A: If there's a polite way to say, "Eight hours of your faces every day is quite enough for me, thanks," I haven't heard it. Of course, your grad school course load provides a perfect excuse to beg off. But I can think of worse work-related obligations than having to spend an occasional hour sipping a discounted beer in the company of people I "get along great!" with. Think of it as banking goodwill with folks who might someday be in a position to help you out. If you need more incentive, make dinner plans with your real friends and use happy hour as a way station between work and where you really want to be.
Or you could swap jobs with the next contributor . . .
Q: I work in a smallish office. For some reason, people never ask me to join them for lunch. They don't seem to mind if I come along, but they never invite me, and when I ask, no one ever wants to go. (They're pretty polite about declining.) I know they're co-workers and not friends, but it still stings.
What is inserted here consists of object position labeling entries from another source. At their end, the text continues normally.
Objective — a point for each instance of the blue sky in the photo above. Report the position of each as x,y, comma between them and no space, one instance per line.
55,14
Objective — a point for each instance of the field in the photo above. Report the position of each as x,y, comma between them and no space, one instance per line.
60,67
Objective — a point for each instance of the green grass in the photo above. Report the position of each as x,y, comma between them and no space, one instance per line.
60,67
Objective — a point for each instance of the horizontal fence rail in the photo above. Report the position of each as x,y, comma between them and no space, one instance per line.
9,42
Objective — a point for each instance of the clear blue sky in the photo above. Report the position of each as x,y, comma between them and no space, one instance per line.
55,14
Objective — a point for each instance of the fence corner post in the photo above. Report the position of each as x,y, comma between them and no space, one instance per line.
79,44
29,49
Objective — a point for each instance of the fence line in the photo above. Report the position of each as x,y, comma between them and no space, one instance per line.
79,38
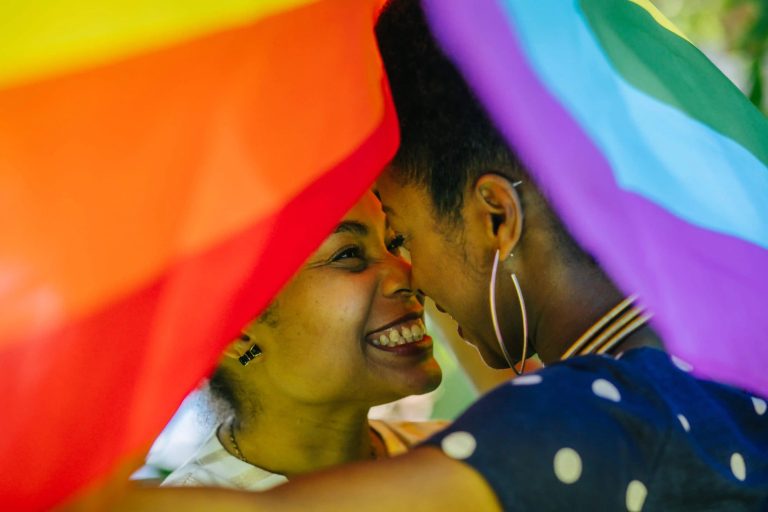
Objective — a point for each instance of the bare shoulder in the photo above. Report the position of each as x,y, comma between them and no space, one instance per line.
422,480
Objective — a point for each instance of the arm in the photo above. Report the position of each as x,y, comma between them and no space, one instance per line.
422,480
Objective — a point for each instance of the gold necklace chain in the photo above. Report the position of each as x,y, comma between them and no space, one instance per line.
238,453
610,330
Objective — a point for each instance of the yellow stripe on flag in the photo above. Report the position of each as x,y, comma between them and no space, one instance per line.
39,38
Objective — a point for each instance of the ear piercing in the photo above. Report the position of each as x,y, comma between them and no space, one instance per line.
250,354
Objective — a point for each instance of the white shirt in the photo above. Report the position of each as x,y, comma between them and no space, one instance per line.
213,466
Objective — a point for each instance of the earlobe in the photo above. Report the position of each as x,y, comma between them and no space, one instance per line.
502,209
238,347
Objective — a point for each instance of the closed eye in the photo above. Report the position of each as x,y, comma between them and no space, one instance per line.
353,252
396,243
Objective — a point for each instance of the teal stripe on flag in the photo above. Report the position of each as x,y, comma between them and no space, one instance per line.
655,150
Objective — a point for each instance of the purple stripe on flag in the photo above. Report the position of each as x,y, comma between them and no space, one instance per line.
708,291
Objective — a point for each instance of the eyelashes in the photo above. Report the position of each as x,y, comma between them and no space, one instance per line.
351,252
355,255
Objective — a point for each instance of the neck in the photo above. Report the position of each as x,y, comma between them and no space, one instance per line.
571,306
292,439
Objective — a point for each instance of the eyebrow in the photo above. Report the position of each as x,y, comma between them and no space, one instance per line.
351,226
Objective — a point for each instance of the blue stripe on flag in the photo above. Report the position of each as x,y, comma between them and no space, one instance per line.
655,150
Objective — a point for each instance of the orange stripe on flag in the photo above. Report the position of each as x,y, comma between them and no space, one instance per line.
112,174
Do I just need to get over this, or are there tips for smoothly integrating yourself into a workplace clique?
A: People in a circle tend to face inward. Either your co-workers have their heads wedged so far in their associative habits that your friendly overtures haven't registered, or they simply aren't interested in expanding their flock. Being generally cheerful, helpful and willing to make occasional coffee runs may help people warm to you — but when you're repeatedly rebuffed, even politely, it's best to back off and focus on forming one-on-one bonds. In the meantime, make your own lunchtime plans with actual friends. Seeing a familiar face in the middle of a lonely day can be a lifesaver.
Karla L. Miller writes an advice column on navigating the modern workplace. Each week she will answer one or two questions from readers. Miller has written for and edited tax publications for 16 years, most recently for the accounting firm KPMG's Washington National Tax office. You can find her on Twitter, @KarlaAtWork.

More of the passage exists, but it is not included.